Halloween 4: The Return of Michael Myers (1988) is the fourth sequel in the long-running Halloween franchise. Directed by Dwight H. Little, it signals the return of the titular character, who learns that he has a niece, the last surviving Strode. He wakes from his coma, returns to Haddonfield, and the bodies begin hitting the floor. This is a wonderful slasher film, utilizing a good child performance, great characters in Jamie and Rachel, some fantastic and mood setting cinematography, and a return to form for the series. This movie, for the first two acts, returns to the minimalistic sensibilities of the original film and by and large brings the suspense with it.
Rachel, played by Ellie Cornell, and Jamie, played by Danielle Harris, are two great protagonists. Of the two, Harris is the most impressive as child performances are easy to criticize. Harris does some great work, foreshadowing her great and lengthy career as a scream queen and solidifying her in slasher movie culture. Overall, she gives a pretty endearing performance and her chemistry with Cornell is top notch. Donald Pleasance makes a return in this film as well. He’s older and a little more weary, but ultimately he will not stop until Michael is dead. He continues to sell every word of the dialogue he is given.
Finally, it would not be a review for a main Halloween entry without mentioning the man in the mask. George P. Wilbur is great as Michael Myers. He brings a great, violent physicality to the role that definitely makes him scarier. From a story standpoint, it is definitely disappointing for Laurie Strode to be absent, but what we are given in her place is really great. Following a child protagonist, much like in Friday the 13th: The Final Chapter is both really fun as well as something that absolutely ratchets up the tension.

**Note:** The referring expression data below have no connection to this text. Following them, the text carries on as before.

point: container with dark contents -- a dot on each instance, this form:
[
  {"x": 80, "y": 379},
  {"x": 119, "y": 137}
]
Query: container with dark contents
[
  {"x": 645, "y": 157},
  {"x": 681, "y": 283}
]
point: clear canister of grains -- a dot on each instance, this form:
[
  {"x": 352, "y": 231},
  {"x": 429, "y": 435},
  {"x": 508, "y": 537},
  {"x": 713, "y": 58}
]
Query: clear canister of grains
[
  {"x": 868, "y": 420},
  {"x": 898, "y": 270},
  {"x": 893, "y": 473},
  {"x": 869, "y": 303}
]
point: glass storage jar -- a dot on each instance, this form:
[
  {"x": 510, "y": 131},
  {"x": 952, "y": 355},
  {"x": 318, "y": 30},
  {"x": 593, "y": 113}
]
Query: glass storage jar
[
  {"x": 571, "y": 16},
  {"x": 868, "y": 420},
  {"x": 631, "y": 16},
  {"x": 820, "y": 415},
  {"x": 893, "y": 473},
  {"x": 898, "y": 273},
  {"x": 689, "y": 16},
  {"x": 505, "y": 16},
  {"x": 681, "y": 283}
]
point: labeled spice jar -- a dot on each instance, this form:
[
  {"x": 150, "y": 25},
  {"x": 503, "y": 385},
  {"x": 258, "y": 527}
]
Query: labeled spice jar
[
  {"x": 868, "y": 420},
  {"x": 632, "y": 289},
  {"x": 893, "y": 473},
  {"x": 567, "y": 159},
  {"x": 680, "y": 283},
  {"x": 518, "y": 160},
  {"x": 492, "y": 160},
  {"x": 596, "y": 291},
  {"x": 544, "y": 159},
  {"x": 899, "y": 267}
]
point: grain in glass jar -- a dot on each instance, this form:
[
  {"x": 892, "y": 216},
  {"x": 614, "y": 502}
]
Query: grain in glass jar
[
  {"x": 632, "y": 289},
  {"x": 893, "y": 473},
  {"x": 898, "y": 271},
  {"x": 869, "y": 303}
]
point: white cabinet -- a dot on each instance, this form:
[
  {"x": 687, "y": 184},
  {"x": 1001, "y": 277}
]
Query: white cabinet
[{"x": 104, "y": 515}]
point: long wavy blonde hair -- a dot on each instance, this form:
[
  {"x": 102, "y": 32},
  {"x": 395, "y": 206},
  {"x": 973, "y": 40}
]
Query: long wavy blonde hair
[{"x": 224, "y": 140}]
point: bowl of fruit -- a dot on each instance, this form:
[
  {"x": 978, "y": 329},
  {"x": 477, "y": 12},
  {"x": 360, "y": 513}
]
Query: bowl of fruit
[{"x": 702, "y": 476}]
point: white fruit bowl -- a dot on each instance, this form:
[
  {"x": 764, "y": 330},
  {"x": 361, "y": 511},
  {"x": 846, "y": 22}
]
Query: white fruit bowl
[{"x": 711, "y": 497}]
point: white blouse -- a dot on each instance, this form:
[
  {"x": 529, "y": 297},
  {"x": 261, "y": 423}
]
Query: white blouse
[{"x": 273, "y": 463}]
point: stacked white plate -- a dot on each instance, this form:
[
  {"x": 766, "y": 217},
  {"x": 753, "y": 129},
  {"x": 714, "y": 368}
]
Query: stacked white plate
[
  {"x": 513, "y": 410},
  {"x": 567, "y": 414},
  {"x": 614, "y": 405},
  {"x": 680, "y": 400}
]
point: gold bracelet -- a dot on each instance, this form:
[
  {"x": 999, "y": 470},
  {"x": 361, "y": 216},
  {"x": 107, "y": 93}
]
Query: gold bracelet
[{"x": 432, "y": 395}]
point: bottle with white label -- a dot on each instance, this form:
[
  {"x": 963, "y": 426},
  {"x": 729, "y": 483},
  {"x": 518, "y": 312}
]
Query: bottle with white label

The cinematography is fantastic. The opening shots of the film are haunting when paired with Howarth’s atmospheric musical score, and they really nail that chilling autumn feeling. My favorite scene in the film from a visual standpoint, however, is the rooftop scene in the third act. This is due in part to stuntwork but primarily to the way that Director of Photography, Peter Lyons Collister, shoots the scene. He is sure to let you know how high up the characters are and with those establishing shots in mind, every slip becomes white knuckle.
Alan Howarth’s score for Halloween 4 is pretty stellar. He abandons the more synth-like tones of Halloween II for a more traditional Carpenter-style score. The synth is definitely still there but it doesn’t sound as electronic as in his previous two entries of the series. His rendition of the popular motifs are great, and the new atmospheric sounds he brings to the musical score are really great. In the opening of the film in particular, it really sets the mood for the rest of the movie.
The kills here are pretty great but, like I said, are minimalistic for the most part. Some pretty brutal stuff happens in this movie, but I wouldn’t say that any of them are particularly graphic. People are impaled, electrocuted, and heads are crushed like always. I wouldn’t call it a bloodless film, but the majority of the blood and gore is left for after views of murders and is pretty tasteful in comparison to what it could be. If I had any issues with the film, they would largely come down to some poorly thought-out spoiler-y subplots. Also, there is one issue that is possibly ignorable depending on how much you care about Michael Myers’ character design. In Halloween 4 Myers’ mask looks awful. This carries into its sequel as well. They nailed the mask twice prior to this film and how they messed up a good template is beyond me.
Overall, Halloween 4: The Return of Michael Myers (1988) is one of the best entries of the franchise. It reintroduces audiences to the title character in such wonderful fashion that I can’t help but recommend it. It has great characters, performances, cinematography, and a great musical score. It has a few minor issues, such as a wasted scene or two, some weird conveniences, and a poorly designed Myers mask, but the pros far outweigh the cons in my opinion.